Пётр Андреевич, стоя рядом с царём, заметил, что руки Петровы, лёжа на фальшборте, нервно, беспокойно играют пальцами на сыром грубом пеньковом канате. И Толстой тут же вспомнил сорвавшийся чуть ли не в крик голос Гаврилы Ивановича, когда обсуждали письмо к королеве Ульрике-Элеоноре. И волнения царя Петра, и ни на что не похожий крик канцлера были ему понятны. Мир, мир был нужен, и сейчас, немедленно, в сей же день. Кровью умывалась Россия, и никакими словами, крестами, молитвами от этого нельзя было отгородиться. Вырвавшееся у старого Головкина «…к бабушке её можно послать» было как вопль отчаяния. Он-то, Гаврила Иванович, знал, что говорил. И не ветром морским голову ему закружило, не пушечной пальбой и победными парусами размахнувшегося по Балтике российского флота… Нет… Вовсе нет… Много видела Россия крови, страданий, лишений и молила — хватит! Вот что означали шевелившиеся на фальшборте пальцы Петровы и крик канцлера. Нужда в мире была крайняя. И вдруг Пётр взглянул на Толстого. В глазах царёвых, ещё минуту назад остро и жёстко всматривавшихся в морскую даль, Пётр Андреевич неожиданно различил растерянность. И даже губы Петра сложились в несвойственной для царя горестной гримасе. И тут, словно искра в сознании вспыхнула, Толстой понял, о чём в эту минуту подумал Пётр. Сына-то, царевича Алексея, он, царь, звал в Копенгаген для участия в морской баталии на Балтике… Для морской баталии, а что из того вышло… Губы Петра всё подрагивали, подрагивали… Толстой отвёл взгляд и о своём Иване подумал с болью. «И не обласкал его, — укорил себя, — да всё вот в заботах. Ну да Филимон с ним рядом. Филимон…»

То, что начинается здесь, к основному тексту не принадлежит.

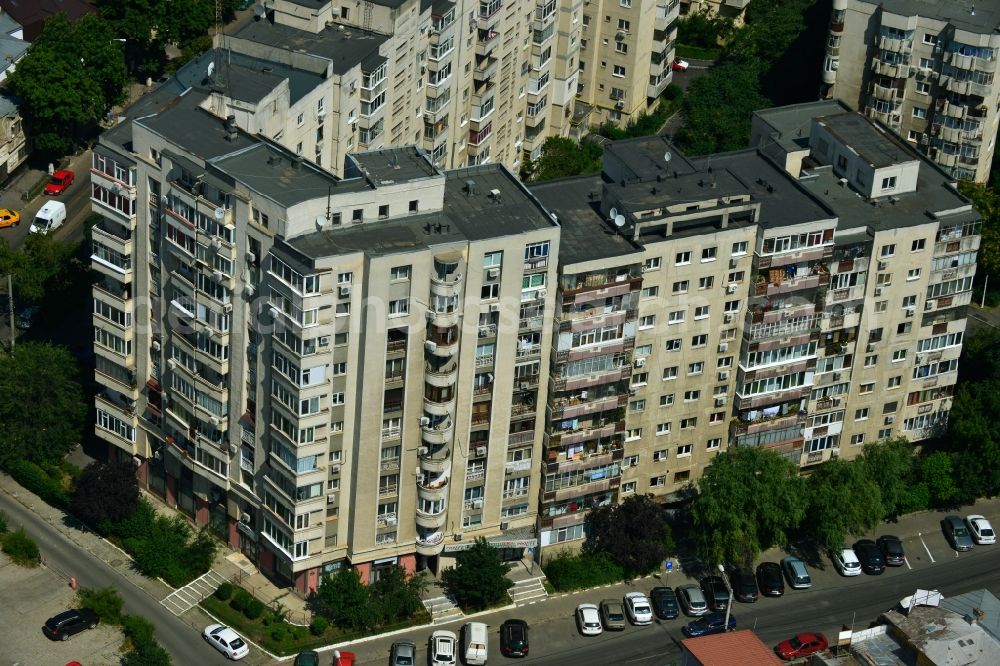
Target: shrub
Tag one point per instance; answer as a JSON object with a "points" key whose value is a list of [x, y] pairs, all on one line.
{"points": [[318, 625], [21, 548], [224, 591], [105, 601], [254, 609]]}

К острову Сундшер Петров флот подошёл, когда барон Лилиенштедт с российскими представителями только-только сели за обеденный стол. Барон был, как всегда, нетороплив: заправил за воротник накрахмаленную, жёсткую салфетку, подобрал выглядывающие из рукавов кружева, звякнув стеклом, налил бокал воды.

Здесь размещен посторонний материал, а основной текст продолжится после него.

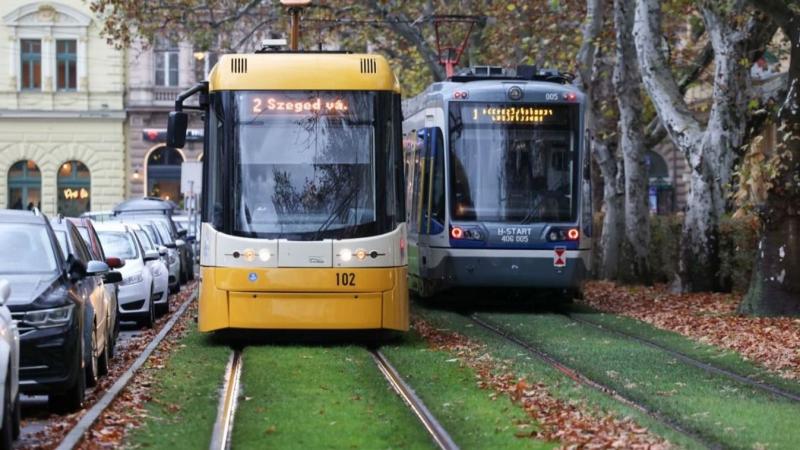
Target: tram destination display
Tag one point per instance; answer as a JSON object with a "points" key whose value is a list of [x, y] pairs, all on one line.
{"points": [[514, 114]]}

В глубине дома раздались торопливые шаги.

Седая бровь барона дрогнула и поползла кверху.

Шведский офицер, умерив стук каблуков, подошёл к барону и склонился над его ухом. Удерживаемый старческой рукой Лилиенштедта нож упал на скатерть. Барон с минуту сидел неподвижно, затем, подняв руку, смял у горла салфетку, сорвал, швырнул на стол и, с грохотом отодвинув стул, поднялся.

Это было столь необычно, что Остерман в первое мгновение подумал, что в доме случился пожар и пылающая крыша вот-вот должна рухнуть.

Через минуты барон и русские представители были на причале. По всему горизонту белели паруса, их было даже трудно сосчитать. На мачтах различимо веяли белые, с андреевскими крестами российские флаги.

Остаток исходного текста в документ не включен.